TechTrends Now - Tech News for Builders and Operators

Most operational infrastructure starts this way: a requirement appears before the architecture does.

One day the team needed a database audit solution. Not in a planning doc — someone asked, and I had to build something. I'd owned the Oracle audit pipeline already, so I knew what the destination looked like. The question was what it would take to get there on Aurora PostgreSQL and AWS.

The short answer: more than you'd expect. The longer answer is this article.

What We're Actually Auditing — and Why It Matters

The scope here is specific: individual human users making direct DML changes (SELECT, INSERT, UPDATE, DELETE) to application tables.

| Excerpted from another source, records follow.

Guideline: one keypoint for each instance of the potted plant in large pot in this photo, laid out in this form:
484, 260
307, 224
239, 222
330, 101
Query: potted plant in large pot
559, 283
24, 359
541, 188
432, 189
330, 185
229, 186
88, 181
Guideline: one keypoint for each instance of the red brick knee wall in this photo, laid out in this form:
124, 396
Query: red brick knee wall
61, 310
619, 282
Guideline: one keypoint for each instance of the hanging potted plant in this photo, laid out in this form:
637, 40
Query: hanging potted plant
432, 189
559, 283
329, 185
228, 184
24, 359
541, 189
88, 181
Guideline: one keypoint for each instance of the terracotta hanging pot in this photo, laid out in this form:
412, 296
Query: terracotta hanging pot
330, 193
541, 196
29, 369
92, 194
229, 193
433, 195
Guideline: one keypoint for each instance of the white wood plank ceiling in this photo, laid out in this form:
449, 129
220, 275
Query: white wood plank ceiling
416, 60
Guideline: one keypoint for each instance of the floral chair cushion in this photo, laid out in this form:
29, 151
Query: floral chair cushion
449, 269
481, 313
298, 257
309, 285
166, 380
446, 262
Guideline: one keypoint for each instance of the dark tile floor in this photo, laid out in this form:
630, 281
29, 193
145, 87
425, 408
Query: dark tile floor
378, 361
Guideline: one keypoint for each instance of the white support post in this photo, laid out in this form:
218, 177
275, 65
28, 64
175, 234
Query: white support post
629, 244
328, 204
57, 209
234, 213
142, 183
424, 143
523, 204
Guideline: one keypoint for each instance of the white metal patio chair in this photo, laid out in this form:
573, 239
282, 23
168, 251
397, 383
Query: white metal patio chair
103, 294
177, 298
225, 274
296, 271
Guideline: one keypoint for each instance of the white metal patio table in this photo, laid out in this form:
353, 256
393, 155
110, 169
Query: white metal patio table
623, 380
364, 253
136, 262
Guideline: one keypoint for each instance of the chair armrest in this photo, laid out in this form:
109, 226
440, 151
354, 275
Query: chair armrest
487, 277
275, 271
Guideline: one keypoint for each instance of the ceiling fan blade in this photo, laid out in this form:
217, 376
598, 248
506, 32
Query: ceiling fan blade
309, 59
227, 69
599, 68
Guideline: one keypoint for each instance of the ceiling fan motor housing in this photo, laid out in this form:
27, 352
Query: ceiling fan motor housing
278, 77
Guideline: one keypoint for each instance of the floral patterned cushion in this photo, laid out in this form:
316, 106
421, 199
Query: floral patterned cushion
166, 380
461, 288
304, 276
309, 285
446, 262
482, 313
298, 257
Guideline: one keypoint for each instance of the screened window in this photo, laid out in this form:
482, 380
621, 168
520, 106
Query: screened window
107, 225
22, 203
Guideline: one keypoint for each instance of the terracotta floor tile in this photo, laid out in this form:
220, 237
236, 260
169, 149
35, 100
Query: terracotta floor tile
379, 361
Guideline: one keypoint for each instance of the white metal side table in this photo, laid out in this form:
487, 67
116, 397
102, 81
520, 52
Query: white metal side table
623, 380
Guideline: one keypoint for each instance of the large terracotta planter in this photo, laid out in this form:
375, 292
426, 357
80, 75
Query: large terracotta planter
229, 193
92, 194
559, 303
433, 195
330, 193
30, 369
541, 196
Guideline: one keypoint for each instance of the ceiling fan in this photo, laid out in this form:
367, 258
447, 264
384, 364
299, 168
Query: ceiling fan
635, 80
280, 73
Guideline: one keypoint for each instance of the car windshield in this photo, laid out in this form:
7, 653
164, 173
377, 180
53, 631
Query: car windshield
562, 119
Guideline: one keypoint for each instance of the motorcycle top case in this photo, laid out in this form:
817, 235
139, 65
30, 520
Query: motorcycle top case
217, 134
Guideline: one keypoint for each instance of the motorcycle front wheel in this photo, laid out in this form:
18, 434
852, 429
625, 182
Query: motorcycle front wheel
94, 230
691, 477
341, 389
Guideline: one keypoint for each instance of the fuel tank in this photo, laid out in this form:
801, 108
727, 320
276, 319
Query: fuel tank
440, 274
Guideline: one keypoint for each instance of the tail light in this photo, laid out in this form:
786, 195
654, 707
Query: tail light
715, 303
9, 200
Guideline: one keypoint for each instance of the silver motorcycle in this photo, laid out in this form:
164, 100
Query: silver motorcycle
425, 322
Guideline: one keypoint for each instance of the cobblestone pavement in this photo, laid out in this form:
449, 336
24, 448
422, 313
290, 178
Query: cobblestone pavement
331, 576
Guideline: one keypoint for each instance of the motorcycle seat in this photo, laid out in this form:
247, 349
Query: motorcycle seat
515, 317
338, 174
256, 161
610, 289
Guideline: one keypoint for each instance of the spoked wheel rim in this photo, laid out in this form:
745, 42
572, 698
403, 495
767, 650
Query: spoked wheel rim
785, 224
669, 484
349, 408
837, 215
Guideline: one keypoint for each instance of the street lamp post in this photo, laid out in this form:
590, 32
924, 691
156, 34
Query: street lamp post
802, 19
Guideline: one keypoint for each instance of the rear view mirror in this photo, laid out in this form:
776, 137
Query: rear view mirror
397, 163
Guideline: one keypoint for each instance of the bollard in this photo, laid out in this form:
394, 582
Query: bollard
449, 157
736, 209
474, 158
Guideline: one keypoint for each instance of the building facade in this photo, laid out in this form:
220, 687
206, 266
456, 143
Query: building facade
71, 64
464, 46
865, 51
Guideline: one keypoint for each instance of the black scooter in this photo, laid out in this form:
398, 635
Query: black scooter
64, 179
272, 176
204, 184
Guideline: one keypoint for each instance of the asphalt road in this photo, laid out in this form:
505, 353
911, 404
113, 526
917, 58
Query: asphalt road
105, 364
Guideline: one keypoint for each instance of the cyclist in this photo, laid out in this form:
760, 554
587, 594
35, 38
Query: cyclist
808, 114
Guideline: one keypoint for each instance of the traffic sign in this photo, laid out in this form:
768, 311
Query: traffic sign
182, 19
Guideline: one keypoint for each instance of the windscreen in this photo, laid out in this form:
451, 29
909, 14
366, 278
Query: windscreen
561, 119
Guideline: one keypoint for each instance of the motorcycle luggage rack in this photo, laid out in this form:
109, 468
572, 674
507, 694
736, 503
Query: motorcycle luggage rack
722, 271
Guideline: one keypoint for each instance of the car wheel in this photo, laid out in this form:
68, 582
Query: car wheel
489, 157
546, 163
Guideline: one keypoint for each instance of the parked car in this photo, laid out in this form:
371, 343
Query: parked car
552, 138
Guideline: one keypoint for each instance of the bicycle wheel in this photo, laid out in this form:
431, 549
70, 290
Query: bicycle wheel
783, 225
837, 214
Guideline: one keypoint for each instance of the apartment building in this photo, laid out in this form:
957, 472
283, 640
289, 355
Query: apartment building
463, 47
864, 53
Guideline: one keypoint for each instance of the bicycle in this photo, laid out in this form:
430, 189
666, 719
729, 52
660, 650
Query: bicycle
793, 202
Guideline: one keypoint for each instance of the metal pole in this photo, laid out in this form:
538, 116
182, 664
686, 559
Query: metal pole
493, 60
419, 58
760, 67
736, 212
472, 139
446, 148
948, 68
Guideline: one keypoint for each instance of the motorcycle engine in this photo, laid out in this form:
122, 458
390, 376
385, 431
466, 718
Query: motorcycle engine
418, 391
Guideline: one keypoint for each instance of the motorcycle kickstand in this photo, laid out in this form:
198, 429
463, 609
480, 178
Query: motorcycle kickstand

Application service accounts are expected to modify data — that's their function. The risk surface is direct human access. A developer connected via psql. A support engineer running an ad-hoc update. A credential that shouldn't have had access to begin with. Those are the actions that need an audit trail in a regulated environment.

This distinction shapes every architectural decision: we enable pgAudit per individual user account, not cluster-wide. Application accounts are excluded entirely.

The Oracle Baseline

Before getting into the build, it's worth framing the comparison.

On Oracle, Unified Auditing (an Enterprise-tier feature) handles this with a single policy definition at the intersection of user, action, and object:

CREATE AUDIT POLICY user_dml_activity
  ACTIONS SELECT, INSERT, UPDATE, DELETE ON app_schema.orders
  WHEN 'SYS_CONTEXT(''USERENV'',''SESSION_USER'') != ''APP_SVC_ACCOUNT'''
  EVALUATE PER SESSION;

AUDIT POLICY user_dml_activity;

Records land in UNIFIED_AUDIT_TRAIL — a structured, SQL-queryable audit view. From there, the data can be exported on a schedule to any downstream analytics platform such as Elasticsearch, Splunk, OpenSearch, or a dedicated audit store. Scheduled queries or alerting rules can then detect patterns like bulk deletes, after-hours access, or unexpected DDL changes and trigger notifications through PagerDuty, Opsgenie, or an observability platform via HTTP webhook. Once the audit policy is defined, the downstream detection and alerting pipeline is relatively small because the audit data is already structured and queryable.

One important operational caveat with Oracle's approach: if the audit tablespace fills up, Oracle halts the database rather than silently dropping audit records — it guarantees completeness at the cost of availability. Tablespace monitoring becomes a hard operational requirement. pgAudit writing to the log stream instead of a table sidesteps this entirely: if log delivery has issues, the database keeps running.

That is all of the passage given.